This is the third in a series of posts about building a bokeh simulator. This series starts here.
I took the out of focus (OOF) point spread functions (PSFs) from the 135 mm f/2 DC Nikkor and the 135 mm f/2 Zeiss Apo-Sonnar ZF.2, and put them into the simulator.
You will note that the Nikon lens PSF is misshapened because the diaphragm blades do not close down symmetrically.
Here’s our scene with both of those PSFs and an ideal. computed one, scaled to 50 pixels wide on the original 2000×1500 pixel image, sampled down for web use:
The differences are subtle. Note the “hollow center” look to the white object in the left-center. That didn’t occur with the apodized lenses.
Now we’ll look with a 100-pixel OOF PSF diameter:
I can see that the ideal blur circle case is somewhat more blurry in both the 50-pixel and 100-pixel images. I’m pretty sure that is because the idealized blur circles go all the way to the edge of the OSF kernel, where the real ones do not.
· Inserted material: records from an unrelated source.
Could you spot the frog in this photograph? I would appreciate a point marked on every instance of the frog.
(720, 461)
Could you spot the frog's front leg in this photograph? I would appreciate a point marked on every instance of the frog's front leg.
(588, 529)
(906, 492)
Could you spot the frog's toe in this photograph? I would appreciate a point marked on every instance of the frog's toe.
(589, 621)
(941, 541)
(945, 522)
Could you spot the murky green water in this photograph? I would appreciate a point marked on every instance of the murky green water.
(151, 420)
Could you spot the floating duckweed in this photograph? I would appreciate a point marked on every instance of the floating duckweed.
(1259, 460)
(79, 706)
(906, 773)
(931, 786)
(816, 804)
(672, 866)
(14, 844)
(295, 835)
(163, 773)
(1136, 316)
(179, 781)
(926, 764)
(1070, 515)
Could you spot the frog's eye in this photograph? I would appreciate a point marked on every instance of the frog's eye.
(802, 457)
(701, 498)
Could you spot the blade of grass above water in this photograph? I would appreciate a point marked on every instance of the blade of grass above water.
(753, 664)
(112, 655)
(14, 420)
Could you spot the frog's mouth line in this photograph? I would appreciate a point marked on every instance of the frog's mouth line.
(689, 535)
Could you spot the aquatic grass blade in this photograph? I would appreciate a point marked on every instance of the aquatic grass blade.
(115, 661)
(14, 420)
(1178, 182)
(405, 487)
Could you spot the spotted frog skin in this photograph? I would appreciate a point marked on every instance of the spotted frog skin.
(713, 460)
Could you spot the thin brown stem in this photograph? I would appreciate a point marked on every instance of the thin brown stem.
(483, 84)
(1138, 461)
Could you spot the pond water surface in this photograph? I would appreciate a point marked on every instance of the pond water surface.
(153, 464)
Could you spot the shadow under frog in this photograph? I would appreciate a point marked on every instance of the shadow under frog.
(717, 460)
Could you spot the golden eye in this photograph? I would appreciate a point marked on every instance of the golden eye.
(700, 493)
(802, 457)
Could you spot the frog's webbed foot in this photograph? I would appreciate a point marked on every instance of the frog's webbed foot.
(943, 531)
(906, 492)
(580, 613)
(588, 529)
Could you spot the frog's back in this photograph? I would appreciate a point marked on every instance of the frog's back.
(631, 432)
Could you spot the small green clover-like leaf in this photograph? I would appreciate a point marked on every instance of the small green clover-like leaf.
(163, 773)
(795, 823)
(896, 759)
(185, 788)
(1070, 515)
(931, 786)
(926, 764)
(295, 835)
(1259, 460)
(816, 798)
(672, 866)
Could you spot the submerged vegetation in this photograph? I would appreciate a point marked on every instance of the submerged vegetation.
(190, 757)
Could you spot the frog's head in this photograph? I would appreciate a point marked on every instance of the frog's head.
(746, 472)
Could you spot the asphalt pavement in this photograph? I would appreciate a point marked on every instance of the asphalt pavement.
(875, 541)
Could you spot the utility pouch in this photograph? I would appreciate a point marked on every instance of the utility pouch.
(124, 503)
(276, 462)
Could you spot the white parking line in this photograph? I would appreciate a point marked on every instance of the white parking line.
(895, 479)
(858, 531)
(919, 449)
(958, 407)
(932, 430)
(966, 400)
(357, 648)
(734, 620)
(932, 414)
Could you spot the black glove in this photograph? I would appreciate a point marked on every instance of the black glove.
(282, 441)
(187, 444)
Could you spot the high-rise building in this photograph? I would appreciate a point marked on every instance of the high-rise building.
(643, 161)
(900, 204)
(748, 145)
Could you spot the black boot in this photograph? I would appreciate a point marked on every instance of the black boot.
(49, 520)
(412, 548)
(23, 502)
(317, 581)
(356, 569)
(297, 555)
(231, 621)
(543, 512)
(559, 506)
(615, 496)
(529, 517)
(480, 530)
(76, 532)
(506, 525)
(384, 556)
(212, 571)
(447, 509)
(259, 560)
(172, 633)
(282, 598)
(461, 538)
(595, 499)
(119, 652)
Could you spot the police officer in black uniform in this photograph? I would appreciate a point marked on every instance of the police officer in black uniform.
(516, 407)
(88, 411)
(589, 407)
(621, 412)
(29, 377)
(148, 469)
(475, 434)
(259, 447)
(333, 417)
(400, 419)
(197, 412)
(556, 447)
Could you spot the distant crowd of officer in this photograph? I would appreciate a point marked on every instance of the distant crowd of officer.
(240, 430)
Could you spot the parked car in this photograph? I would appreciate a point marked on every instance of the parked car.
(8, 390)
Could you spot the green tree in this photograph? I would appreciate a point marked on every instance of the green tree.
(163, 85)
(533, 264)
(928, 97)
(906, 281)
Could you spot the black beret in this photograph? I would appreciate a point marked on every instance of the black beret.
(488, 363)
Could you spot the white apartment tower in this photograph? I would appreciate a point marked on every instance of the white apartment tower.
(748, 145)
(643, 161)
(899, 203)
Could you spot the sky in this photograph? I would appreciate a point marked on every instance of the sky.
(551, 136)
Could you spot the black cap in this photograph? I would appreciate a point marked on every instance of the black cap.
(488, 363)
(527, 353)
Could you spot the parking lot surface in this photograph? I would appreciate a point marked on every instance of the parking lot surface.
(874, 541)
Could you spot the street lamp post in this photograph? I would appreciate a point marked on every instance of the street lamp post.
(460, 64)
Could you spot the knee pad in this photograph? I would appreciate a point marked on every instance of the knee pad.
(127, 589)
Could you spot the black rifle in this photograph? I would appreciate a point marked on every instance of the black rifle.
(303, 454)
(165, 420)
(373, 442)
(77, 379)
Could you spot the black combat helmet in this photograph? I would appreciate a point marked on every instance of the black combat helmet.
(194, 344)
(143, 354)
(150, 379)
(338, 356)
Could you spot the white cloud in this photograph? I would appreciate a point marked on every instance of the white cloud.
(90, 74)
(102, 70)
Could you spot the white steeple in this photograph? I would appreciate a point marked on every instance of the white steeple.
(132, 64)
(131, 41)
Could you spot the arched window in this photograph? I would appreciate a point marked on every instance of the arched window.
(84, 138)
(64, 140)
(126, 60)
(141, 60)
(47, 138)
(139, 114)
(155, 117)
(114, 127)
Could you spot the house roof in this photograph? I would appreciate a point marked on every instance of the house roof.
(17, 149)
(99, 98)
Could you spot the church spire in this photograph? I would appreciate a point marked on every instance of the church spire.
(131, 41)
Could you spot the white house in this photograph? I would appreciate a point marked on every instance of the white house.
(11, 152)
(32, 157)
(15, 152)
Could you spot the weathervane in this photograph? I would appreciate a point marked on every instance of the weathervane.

It also could be a function of the ideal blur circles staying flat until the very periphery, whereas the real ones have fuzzy edges.
There is a characteristic to the bokeh of these conventional lenses that many like, and many do not: Sharp edges that would exist in an in-focus image tend to cause sharp falloff even when OOF. An apodized lens doesn’t do that.